Penutupan parit itu, lanjut Basuki, sempat dikomplain warga untuk dihentikan. Namun ternyata pihak pengembang kembali melanjutkan membangun pagar dan menutup parit setelah sempat berhenti sekitar 3 bulan sebelumnya.

Imbas parit yang tertutup, lanjutnya, membuat air meluap ke jalan dan merugikan petani yang memiliki lahan di sekitar lokasi. Bahkan di masa depan, Basuki khawatir penghuni perumahan di lokasi tersebut merasa dirugikan karena tidak ada saluran air yang mengarah ke sungai. 

“Jadi kami meminta kepada pemerintah desa untuk mengembalikan parit kami di sisi kanan dan kiri jalan dari ujung utara sampai dengan selatan ke arah jalan dan dibuang ke barat arah sungai,” tegasnya.

Kerugian atas penutupan parit juga dirasakan oleh Munaji. Ia mengaku memiliki lahan yang cukup luas di sisi barat jalan.

“Kalau musim hujan, tanaman saya jadi busuk. Kemarin saja waktu saya mau jual kencur yang saya tanam, itu nggak ada yang mau beli,” keluh Munaji. 

Ia berharap Pemerintah Desa Karangbener segera membuatkan parit yang baru di sisi kanan maupun kiri jalan agar air hujan bisa mengalir ke sungai sehingga tidak merusak jalan maupun lahan pertanian warga. 
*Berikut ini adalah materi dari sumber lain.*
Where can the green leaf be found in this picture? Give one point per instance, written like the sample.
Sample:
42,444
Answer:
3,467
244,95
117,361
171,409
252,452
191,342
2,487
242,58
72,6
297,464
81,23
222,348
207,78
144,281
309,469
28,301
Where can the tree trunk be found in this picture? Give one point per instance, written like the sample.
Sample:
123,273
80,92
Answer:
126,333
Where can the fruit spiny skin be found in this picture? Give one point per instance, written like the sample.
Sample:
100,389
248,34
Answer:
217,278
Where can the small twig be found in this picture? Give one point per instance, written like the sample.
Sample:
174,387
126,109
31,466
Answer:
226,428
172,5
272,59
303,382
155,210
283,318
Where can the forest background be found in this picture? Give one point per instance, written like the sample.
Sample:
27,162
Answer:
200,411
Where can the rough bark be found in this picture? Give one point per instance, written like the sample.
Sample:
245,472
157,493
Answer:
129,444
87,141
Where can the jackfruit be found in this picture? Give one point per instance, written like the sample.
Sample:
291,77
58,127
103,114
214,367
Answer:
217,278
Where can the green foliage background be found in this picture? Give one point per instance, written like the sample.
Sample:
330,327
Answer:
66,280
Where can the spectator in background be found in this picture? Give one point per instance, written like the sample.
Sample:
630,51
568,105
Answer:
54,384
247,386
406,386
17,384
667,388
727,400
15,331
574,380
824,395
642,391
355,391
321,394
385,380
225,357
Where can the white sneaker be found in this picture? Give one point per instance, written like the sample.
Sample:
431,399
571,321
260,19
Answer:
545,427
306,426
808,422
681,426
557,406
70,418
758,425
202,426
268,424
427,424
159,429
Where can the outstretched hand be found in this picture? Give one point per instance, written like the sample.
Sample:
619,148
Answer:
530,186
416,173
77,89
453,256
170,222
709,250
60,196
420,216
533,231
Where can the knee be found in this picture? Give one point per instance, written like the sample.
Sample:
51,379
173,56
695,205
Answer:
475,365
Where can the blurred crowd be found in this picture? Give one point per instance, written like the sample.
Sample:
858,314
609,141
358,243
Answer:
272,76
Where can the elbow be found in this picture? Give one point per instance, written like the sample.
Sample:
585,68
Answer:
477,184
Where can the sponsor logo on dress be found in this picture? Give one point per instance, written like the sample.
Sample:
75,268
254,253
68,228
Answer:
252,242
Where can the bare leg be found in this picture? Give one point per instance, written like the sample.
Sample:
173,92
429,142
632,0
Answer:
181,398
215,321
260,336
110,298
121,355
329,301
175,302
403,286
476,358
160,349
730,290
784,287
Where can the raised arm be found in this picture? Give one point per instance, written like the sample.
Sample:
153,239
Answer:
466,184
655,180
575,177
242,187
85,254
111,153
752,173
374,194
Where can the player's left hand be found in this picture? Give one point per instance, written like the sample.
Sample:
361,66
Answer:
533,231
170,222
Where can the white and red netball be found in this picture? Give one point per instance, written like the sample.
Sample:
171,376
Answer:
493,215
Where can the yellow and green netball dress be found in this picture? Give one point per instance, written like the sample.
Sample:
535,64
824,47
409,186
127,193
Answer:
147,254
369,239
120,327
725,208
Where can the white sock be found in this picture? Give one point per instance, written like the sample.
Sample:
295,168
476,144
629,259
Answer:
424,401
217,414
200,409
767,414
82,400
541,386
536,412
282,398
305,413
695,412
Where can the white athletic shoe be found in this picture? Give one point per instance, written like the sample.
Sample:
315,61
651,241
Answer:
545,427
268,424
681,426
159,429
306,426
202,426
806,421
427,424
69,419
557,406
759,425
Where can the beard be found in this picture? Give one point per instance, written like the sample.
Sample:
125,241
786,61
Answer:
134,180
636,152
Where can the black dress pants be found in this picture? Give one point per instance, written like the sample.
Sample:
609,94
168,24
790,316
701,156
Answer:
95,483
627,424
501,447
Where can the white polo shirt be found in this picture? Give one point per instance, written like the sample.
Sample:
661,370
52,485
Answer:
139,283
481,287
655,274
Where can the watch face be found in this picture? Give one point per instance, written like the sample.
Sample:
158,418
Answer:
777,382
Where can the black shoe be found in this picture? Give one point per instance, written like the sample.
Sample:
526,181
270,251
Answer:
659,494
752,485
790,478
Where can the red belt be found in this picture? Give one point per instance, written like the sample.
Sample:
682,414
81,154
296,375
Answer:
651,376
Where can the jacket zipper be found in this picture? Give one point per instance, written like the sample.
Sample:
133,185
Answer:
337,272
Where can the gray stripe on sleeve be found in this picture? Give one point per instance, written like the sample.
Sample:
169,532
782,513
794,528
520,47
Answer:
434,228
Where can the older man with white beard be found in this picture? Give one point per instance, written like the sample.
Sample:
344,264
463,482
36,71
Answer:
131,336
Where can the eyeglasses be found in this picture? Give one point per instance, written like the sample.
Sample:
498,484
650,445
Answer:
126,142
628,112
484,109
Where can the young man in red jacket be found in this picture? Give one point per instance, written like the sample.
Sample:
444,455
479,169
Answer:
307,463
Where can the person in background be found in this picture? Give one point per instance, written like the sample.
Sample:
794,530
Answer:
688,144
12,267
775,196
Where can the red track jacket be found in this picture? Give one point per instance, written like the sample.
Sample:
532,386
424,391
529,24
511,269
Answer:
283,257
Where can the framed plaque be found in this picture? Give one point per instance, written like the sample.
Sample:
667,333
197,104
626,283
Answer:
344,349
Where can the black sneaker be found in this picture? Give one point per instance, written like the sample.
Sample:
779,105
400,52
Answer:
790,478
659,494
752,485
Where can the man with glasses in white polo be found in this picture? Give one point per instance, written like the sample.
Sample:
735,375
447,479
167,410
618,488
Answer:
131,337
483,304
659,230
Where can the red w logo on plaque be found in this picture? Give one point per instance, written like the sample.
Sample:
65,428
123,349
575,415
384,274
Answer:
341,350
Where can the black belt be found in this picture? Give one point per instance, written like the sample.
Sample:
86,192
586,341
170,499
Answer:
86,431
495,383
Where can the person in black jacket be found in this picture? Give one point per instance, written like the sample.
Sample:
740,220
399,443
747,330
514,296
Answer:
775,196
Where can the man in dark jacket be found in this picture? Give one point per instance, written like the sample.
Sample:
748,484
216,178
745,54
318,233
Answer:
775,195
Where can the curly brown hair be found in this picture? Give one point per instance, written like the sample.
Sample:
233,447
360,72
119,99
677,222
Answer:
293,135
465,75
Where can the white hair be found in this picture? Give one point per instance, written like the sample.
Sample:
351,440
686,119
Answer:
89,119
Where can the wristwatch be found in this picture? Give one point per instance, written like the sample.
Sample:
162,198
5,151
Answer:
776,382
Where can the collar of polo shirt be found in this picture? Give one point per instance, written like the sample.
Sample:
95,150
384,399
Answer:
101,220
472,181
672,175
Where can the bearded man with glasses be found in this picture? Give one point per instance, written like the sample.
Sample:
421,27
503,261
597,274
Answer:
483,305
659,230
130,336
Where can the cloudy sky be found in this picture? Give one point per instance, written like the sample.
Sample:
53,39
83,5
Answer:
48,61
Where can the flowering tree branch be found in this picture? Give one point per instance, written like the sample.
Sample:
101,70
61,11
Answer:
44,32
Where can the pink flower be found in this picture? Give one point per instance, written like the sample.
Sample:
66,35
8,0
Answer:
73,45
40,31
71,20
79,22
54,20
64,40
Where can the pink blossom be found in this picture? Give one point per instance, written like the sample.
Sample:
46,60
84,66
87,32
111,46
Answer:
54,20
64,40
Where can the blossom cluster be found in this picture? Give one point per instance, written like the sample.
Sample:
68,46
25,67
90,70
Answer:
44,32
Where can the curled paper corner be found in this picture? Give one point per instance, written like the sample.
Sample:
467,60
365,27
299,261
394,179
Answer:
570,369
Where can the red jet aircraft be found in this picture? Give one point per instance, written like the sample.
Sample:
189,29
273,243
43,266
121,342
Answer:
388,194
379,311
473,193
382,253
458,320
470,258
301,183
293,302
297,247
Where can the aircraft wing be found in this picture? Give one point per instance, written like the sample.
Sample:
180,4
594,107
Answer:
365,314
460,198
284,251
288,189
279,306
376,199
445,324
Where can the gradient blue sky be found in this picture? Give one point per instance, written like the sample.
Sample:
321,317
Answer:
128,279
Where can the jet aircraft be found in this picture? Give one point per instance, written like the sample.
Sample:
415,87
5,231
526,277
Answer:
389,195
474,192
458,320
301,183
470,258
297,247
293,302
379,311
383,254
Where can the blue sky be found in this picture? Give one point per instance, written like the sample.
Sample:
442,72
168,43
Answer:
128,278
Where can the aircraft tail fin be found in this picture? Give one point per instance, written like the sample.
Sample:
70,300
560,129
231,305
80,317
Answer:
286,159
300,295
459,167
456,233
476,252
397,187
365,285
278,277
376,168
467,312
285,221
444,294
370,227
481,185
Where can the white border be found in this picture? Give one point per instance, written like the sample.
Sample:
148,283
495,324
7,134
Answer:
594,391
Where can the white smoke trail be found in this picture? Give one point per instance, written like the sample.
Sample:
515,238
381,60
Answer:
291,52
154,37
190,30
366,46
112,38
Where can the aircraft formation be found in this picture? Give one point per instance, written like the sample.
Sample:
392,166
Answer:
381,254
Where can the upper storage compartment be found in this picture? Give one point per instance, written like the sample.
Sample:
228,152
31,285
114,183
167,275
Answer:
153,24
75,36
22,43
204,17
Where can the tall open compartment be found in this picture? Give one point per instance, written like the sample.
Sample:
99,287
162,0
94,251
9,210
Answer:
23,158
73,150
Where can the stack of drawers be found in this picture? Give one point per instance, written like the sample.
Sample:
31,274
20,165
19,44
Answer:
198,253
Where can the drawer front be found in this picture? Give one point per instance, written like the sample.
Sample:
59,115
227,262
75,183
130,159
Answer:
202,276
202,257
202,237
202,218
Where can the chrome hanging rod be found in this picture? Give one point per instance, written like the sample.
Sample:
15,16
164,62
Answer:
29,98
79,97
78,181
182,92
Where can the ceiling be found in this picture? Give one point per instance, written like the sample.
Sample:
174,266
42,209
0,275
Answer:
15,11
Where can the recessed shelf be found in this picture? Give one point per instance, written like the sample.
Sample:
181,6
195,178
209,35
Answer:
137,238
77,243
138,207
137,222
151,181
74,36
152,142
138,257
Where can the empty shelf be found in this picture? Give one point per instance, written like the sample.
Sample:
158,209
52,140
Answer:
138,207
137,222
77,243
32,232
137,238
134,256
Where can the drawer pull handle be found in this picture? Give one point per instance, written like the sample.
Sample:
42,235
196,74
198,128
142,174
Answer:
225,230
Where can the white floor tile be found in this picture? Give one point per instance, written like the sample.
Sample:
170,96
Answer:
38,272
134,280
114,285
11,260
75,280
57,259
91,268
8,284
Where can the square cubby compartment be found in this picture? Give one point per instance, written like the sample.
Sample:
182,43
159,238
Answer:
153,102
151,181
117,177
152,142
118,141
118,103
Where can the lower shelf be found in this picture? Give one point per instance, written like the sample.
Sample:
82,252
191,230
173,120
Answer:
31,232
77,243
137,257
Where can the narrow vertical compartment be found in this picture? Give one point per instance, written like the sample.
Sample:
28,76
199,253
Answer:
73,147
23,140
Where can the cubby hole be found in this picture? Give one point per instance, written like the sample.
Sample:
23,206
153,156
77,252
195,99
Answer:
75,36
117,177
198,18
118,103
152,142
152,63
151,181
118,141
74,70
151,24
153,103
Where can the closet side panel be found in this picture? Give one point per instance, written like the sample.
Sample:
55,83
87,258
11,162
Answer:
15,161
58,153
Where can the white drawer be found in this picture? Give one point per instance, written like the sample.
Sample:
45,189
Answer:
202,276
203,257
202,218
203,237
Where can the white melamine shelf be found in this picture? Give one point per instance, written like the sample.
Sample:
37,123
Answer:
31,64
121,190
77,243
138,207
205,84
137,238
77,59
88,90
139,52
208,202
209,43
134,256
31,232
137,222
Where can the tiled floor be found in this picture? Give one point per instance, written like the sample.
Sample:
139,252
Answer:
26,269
Dihubungi terpisah, Kepala Desa (Kades) Karangbener Arifin menyampaikan, dari keterangan perangkat desanya diketahui bahwa dulu warga swadaya mewakafkan tanahnya untuk dijadikan jalan. Namun hal itu hanya lisan semata, tidak ada bukti secara tertulis.

“Tapi saat hibah swadaya itu tidak ada hitam di atas putih ataupun keterangan. Sertifikat juga belum diubah. Selama belum diubah itu masih jadi perorangan,” kata Arifin.

Oleh karena itu, pihak pengembang awal membangun lahan tersebut sesuai dengan luasan sertifikat dan akhirnya pindah tangan dan didirikan pagar tembok. Pemerintah desa, menurut Arifin telah berupaya berkoordinasi dengan beberapa pihak terkait dan mencoba melakukan mediasi.

Namun saat mediasi, pemegang perumahan tidak datang. Hingga akhirnya polemik itu pun belum menuai titik temu.

“Tidak jadi musyawarah dan tidak jadi ada solusinya karena pemilik tanahnya tidak datang,” jelasnya. 

Ia memaparkan, sebenarnya pihak pengembang sudah membuat aliran air namun tetap di dalam pagar perumahan. (Lingkar Network | Ihza Fajar – Lingkarjateng.id)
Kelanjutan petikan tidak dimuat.